I wish I had been raised with her as my best friend. I wish I had seen naps as an act of grown-up protest against the oppression of the masses and arrived into adulthood carrying ‘NAPS!’ placards. I arrived instead with: ‘NAPS? DREAM ON’.

Actually, that’s not true. My father took a 30-minute nap every day after lunch and then went back to his company and worked for the full afternoon, later getting eight hours of sleep overnight. In fact, he and mother designed our 1952 house so that our play would not disturb his naps. Seriously.

So why did that ‘naps-are-king’ wisdom fly right past me? Wake me if you figure that out.

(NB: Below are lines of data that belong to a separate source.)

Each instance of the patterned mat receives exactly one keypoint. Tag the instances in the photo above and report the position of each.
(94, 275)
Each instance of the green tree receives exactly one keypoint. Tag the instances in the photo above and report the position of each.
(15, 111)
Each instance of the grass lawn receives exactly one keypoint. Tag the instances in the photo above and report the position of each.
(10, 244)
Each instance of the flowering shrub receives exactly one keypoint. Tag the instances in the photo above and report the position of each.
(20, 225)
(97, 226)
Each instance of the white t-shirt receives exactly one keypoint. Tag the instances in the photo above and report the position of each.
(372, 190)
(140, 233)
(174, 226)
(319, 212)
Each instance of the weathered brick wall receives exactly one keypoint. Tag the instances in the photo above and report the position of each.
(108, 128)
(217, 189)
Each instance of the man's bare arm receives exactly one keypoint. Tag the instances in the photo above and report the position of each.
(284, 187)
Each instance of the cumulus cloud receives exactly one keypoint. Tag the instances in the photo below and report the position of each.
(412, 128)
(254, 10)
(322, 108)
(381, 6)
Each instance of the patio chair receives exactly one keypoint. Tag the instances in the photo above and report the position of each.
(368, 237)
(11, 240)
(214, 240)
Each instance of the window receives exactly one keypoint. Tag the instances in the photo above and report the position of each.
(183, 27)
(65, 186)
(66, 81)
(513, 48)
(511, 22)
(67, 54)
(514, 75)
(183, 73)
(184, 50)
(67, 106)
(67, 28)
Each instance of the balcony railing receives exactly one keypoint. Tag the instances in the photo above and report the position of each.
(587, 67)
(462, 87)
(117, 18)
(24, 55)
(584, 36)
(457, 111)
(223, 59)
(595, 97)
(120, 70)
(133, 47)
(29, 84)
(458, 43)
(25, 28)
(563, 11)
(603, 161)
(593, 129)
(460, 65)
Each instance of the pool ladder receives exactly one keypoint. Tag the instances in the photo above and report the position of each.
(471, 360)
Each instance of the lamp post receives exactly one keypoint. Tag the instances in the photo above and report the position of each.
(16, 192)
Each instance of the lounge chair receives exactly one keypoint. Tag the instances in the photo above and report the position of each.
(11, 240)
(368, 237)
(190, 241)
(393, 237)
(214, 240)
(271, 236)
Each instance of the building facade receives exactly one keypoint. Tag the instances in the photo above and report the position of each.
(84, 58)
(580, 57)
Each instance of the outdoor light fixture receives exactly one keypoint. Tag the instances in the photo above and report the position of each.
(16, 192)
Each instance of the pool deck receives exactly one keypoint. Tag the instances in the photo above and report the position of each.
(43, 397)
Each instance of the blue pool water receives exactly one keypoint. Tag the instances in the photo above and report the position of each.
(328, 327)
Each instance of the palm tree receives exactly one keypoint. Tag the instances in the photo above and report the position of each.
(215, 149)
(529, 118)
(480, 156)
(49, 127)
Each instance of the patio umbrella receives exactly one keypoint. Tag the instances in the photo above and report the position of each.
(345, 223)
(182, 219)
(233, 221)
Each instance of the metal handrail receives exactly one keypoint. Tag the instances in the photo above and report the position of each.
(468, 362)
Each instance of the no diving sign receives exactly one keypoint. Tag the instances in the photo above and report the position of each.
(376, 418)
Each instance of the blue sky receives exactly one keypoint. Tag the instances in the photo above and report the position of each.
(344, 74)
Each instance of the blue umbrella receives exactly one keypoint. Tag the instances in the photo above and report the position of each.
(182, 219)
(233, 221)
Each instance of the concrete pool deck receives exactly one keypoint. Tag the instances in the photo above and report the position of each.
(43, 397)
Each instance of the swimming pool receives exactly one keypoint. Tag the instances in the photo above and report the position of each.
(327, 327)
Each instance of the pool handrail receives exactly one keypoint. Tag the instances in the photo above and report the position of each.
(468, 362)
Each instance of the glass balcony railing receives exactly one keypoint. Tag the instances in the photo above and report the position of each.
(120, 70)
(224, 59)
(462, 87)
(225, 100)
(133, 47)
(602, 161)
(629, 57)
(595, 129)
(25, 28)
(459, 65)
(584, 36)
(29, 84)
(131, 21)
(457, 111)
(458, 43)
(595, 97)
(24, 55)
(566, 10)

Even during my Junior year in boarding school, I was called to the Headmaster’s office and advised, gently, to stop ‘burning the candle at both ends’. I said I would do my best. I guess my best was rubbish because in my Senior year they gave up and offered me the guest room downstairs after lights-out so that my flashlight under the covers would not keep my roommate awake or make me go blind.

So I have spent the past 60 years huffing my way through anyone’s suggestion of rest or naps or long sleeps as a road to anywhere worth arriving.

Fortunately now, though, since Covid and its silver lining of restructuring my work, I have opened my eyes to closing them, every afternoon. I’ve surprised myself.

I am following the example of my husband (always a good idea) who thinks a nap is the perfect thing and has zero guilt about it.

But it took me three years of extremely gingerly edging towards a true nap. At first I lay on the bed fully clothed and closed my eyes for a few minutes. I did that for about year.

Then I allowed myself to pull up the duvet.

And then to change into a sleep tee (but not pyjamas. I still cannot do that; I shudder at the thought.)

And then to close the curtains half way.

And then not to set an alarm.

And finally to admit to a few people that I sometimes, often, sleep two whole hours.

But now. Now I am free! I am a Hersey follower!

The irony of its having taken the very concept of work (revolution against the systems of oppression that rely on exhaustion to insure compliance) to allow me to embrace rest and naps as a sign of intelligence and strength has not escaped me.

But ‘NAPPERS UNITE!’ cannot be a bad placard, can it?